Alan Rickman Dies Aged 69 | Film News

Alan Rickman

 

January 2016 will forever be known as a month of loss for culture. Less than a week ago the world received the shocking news of David Bowie’s death and today we learn of another legend’s passing. Alan Rickman, star of the Harry Potter series and beloved stage actor, has passed away from cancer at the age of 69.

 

Rickman’s most recognisable role was as Professor Snape in the Harry Potter series; a role which everyone loved to hate and in no small part thanks to Rickman’s masterful performance and singular voice. However, the actor’s first big-screen staple was as the evil Hans Gruber in Die Hard alongside Bruce Willis and was a role that would bring his sensational talent to the upper echelons of cinema.

 

Long before that he was a giant of British stage, screen and TV, his first role being Tybalt in the 1978 BBC production of Romeo and Juliet.
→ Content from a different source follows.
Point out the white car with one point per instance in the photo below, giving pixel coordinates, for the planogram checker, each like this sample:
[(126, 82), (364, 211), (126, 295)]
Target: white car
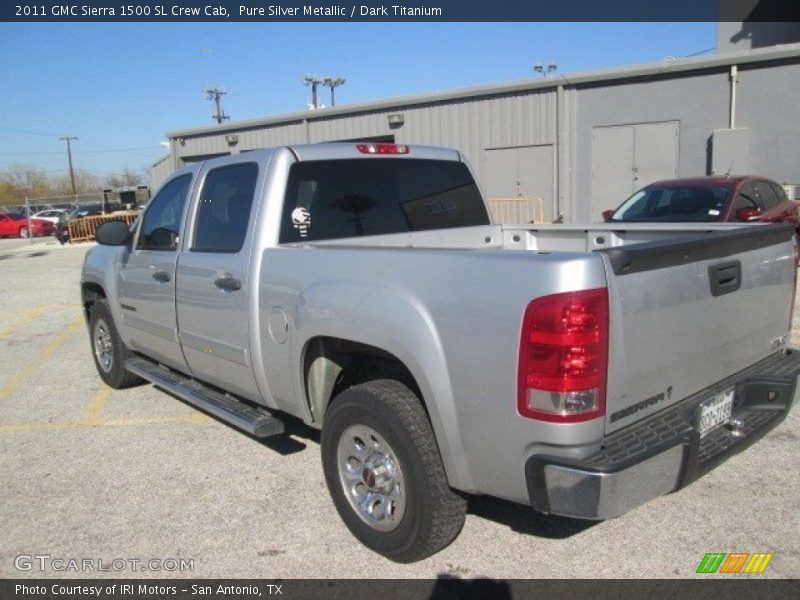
[(51, 215)]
He would later appear in the highly acclaimed Smiley’s People with Sir Alec Guinness in 1982, and later in his film career he would play the Sheriff of Nottingham in Robin Hood: Prince of Thieves, Colonel Brandon in Sense and Sensibility, and Emma Thompson‘s loving husband in Love Actually.

 

His languid and powerful voice was perhaps his most recognisable feature, and he made good use of it to affect the menace of Snape as well as convey the mystic wisdom of Absolem in Alice in Wonderland and in Alice Through The Looking Glass (which shall be his last feature film).

 

Rickman accomplished much within his esteemed career: he directed his long-time collaborator Emma Thompson and her mother, Phyllida Law, in the Scottish drama The Winter Guest and later directed the stage play My Name is Rachel Corrie; he won a Golden Globe, an Emmy, a BAFTA and many more awards yet the absence of an Oscar never seemed to bother him; and he was a politically-active individual involved in much charity work and occasionally acting in roles that reflected issues important to himself.

 

Alan Rickman once said that “talent is an accident of genes, and a responsibility.” If this was the case, then we was one of the greatest accidents cinema has had the privilege to bear witness to, and he carried it with such responsibility that the world is lesser for his parting. Rickman is survived by his wife, Rima Horton; a woman he met when he was 19 in 1965, becoming his first girlfriend, and whom he would marry in 2012.